Разворот не удался. Может, компас «глючит»?

Руководитель Школы востоковедения НИУ ВШЭ Алексей Маслов об экономических провалах, цивилизационных изменениях в мире, тибетском коммунизме и хитростях политического пасьянса

1877

Василий Колташов: Гость «Открытой студии» — Алексей Маслов, руководитель Школы востоковедения ВШЭ. Беседовать с ним буду я, Василий Колташов. Ключевые темы — Китай и Сирия, ситуация на Востоке.

Итак, недавно Китай запустил ракету «Великий Поход-6». Означает ли это, что Китай делает новые шаги в своем развитии? Может быть, это вызов Западу, России? Участвует ли Россия в этом проекте? И, самое главное, зачем он нужен Китаю, каковы его космические амбиции?

Алексей Маслов: В Китае, как известно, все идет по плану. Поскольку экономика плановая, «Великий поход-6» — это часть огромной космической программы, и Китай должен, он объявил, запустить 11 таких «Великих походов» и тем самым покрыть все сферы космического пространства. Например, «Великий поход» — это ракетоноситель малой грузоподъемности для вывода спутников. Уже есть запущенный «Великий поход — 5» для большой грузоподъемности, «Великий поход — 9» должен будет доставлять, например, грузы на лунные станции, если такие будут.
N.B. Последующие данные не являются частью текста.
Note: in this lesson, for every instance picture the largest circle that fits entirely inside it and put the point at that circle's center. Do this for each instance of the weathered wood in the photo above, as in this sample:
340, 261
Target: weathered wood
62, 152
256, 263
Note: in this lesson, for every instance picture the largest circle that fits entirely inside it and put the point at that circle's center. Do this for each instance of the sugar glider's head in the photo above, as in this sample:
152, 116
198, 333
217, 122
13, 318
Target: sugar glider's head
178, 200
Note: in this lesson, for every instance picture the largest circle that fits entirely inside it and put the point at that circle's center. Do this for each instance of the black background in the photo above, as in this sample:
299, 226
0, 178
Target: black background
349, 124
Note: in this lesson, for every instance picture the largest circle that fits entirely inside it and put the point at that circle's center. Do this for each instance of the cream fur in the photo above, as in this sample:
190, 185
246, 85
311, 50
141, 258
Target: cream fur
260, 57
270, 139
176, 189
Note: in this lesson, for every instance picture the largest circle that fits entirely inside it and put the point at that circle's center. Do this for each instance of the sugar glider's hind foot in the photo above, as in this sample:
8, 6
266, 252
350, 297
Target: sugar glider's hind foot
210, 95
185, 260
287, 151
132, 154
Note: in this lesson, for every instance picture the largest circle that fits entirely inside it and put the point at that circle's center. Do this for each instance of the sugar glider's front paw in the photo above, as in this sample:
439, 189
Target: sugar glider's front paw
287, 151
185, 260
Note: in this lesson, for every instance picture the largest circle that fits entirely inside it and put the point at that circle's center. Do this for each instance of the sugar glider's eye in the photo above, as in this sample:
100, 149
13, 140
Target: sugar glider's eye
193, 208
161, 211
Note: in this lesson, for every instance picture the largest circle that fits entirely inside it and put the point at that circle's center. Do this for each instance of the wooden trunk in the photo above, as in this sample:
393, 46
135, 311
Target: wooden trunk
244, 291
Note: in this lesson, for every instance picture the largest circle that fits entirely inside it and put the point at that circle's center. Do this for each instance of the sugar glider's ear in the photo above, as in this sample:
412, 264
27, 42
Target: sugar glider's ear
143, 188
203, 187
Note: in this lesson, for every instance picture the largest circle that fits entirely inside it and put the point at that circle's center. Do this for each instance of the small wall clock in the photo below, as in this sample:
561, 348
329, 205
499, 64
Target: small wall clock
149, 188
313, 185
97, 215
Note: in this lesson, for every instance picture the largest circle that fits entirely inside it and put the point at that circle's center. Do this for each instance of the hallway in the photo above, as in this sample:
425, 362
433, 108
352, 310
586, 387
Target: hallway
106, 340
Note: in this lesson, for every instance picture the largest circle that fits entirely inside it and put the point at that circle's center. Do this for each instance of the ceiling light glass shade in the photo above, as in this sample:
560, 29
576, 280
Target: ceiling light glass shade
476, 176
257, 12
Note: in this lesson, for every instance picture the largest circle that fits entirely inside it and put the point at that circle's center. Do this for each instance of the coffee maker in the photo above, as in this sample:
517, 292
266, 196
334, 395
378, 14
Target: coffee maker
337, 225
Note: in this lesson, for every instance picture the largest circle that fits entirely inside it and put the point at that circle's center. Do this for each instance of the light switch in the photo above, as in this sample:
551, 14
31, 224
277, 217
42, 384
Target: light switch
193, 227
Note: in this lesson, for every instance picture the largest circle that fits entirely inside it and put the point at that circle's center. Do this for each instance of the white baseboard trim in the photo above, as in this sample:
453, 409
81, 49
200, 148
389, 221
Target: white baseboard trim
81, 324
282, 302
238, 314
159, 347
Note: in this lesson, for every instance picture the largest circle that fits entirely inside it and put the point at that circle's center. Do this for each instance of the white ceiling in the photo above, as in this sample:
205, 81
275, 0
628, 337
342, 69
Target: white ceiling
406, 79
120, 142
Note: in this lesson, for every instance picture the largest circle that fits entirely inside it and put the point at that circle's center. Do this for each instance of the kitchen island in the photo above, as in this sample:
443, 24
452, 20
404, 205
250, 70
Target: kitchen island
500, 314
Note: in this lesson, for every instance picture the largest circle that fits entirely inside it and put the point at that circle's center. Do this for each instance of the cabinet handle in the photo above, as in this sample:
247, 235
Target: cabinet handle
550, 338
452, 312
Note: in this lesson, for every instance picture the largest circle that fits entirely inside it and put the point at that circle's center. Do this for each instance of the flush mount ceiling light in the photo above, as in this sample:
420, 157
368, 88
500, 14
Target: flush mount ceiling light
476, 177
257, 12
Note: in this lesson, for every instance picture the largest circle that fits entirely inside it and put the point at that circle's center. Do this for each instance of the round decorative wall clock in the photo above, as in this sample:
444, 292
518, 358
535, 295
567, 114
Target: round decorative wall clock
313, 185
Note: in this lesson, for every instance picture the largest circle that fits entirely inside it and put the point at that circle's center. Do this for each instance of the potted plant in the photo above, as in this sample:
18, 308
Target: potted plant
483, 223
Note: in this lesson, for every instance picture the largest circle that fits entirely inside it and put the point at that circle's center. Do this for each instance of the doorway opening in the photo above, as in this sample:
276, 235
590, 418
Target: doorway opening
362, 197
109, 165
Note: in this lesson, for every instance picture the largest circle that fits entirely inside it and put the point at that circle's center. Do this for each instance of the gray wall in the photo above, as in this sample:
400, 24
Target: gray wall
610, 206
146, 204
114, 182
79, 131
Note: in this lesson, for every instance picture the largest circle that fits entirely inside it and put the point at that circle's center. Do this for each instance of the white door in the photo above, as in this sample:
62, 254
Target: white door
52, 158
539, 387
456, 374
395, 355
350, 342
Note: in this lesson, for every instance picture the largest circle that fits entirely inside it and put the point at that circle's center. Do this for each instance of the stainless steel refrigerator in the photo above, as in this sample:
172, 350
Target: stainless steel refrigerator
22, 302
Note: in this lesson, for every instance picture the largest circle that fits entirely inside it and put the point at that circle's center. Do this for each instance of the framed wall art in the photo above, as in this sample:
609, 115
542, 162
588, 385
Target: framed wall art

Китай сейчас стремится к тому, чтобы стать полноценной космической державой и, вероятно, составить конкуренцию США, как ни странно, думаю, и России, хотя с Россией тесно сотрудничает. И здесь, на мой взгляд, три важных момента.

Первый момент: Китай хочет показать, что он обладает всеми компонентами так называемой Великой державы, что космическое пространство ему тоже подвластно. Во-вторых, конечно, речь идет о доставке грузов военного назначения на спутники, космические станции, и Китаю здесь тоже очень важно иметь соответствующие ракетоносители. Третий момент — это важный момент психологических амбиций для населения. Китай нигде официально не заявляет, но явно намекает, что нога китайского космонавта, астронавта ступит на Луну, может быть, на Марс, на какие-то другие планеты. Сейчас это будет тот прорыв, который Китаю нужен.

Обратите внимание, что Китай все время движется от пиар-акции, за ними, конечно, много рутинной работы. Например, пиар-акцией стали Олимпиада в Пекине 2008 года, Шанхай-Экспо 2010 года. Вот должна быть еще какая-то пиар-акция, чтобы показать, Китай, действительно, вырвался вперед. Здесь вопрос не только в национальных амбициях, а и в преодолении огромной доли национального унижения, которое Китай постоянно испытывает и постоянно эксплуатирует эту национальную идею.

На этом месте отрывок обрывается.